Australia could see its first plug-in hybrid car as soon as May 2008 thanks to a partnership between the University of Technology Sydney and sustainable development company Szencorp.
Top researchers at the UTS Institute for Sustainable Futures (ISF) and UTS:Engineering are being funded by Szencorp to create Australia’s first plug-in hybrid electric vehicle (PHEV) to be used at Szencorp’s green headquarters in Melbourne.
PHEVs are hybrid vehicles with an additional battery that can be charged directly from a wall socket, enabling the vehicle to run purely on electricity for short trips.

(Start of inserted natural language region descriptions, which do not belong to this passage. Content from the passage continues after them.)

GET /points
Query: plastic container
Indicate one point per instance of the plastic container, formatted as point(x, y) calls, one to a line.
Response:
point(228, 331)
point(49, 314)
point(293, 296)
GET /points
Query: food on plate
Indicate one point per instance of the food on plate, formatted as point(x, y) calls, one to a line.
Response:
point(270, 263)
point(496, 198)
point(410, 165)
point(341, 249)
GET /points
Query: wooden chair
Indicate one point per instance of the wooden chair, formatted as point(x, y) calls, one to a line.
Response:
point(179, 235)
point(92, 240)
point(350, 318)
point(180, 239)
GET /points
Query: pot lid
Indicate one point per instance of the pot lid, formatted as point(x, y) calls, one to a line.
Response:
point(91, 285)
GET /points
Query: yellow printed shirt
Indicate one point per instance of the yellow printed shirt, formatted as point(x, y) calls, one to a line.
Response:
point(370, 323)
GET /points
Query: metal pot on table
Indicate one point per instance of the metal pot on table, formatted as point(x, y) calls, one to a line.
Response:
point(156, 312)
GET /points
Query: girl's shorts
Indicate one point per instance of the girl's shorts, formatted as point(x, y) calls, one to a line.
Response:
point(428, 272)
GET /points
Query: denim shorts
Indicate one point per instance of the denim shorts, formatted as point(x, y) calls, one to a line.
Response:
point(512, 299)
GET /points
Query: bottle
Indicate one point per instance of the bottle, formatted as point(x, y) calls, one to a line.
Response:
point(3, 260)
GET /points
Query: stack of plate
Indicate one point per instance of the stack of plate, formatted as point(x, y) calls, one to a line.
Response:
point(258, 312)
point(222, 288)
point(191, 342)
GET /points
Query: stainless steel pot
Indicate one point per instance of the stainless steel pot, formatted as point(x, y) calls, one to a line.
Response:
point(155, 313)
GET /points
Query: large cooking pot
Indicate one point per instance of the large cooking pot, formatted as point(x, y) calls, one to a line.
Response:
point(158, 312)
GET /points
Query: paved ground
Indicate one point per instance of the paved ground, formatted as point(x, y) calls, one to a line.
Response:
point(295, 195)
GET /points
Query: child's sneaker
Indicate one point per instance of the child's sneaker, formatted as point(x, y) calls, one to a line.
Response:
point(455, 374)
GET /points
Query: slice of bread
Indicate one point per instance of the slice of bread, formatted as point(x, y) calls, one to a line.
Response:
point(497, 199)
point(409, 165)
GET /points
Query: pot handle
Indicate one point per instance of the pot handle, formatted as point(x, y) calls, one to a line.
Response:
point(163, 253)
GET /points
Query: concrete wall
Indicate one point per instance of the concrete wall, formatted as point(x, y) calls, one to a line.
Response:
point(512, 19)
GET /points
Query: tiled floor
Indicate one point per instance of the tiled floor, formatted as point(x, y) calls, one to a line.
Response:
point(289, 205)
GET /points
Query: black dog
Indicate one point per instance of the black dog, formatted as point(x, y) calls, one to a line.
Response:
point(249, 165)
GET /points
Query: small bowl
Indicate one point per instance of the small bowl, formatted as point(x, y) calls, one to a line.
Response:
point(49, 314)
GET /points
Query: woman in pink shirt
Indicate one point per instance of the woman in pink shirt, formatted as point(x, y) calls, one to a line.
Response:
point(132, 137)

ISF Research Consultant Josh Usher said a Toyota Prius purchased by UTS would have a very safe and lightweight nickel metal hydride battery fitted to it which could be charged using renewable energy from the grid.
"This will effectively render the vehicle carbon neutral for commuting, " Mr Usher said. "The vehicle will be able to run on electricity for over 32 km which is the average daily commute for Sydney workers - the highest average in the country."
The benefits for Australia of adopting PHEVs include:
- Reducing Australia’s dependence on foreign oil;
- Vehicles that can run on clean, renewable electricity as well as being able to power devices such as air-conditioners directly from the batteries;
- A revolution in both the motor vehicle and electricity industries.
Szencorp plans to plug the PHEV into its headquarters at 40 Albert Road, which remains the highest rated green building in Australia. The planned delivery of the vehicle to Melbourne is May of 2008.
Szencorp specialises in energy and water efficiency in the built environment and is a market leader in retrofitting commercial buildings.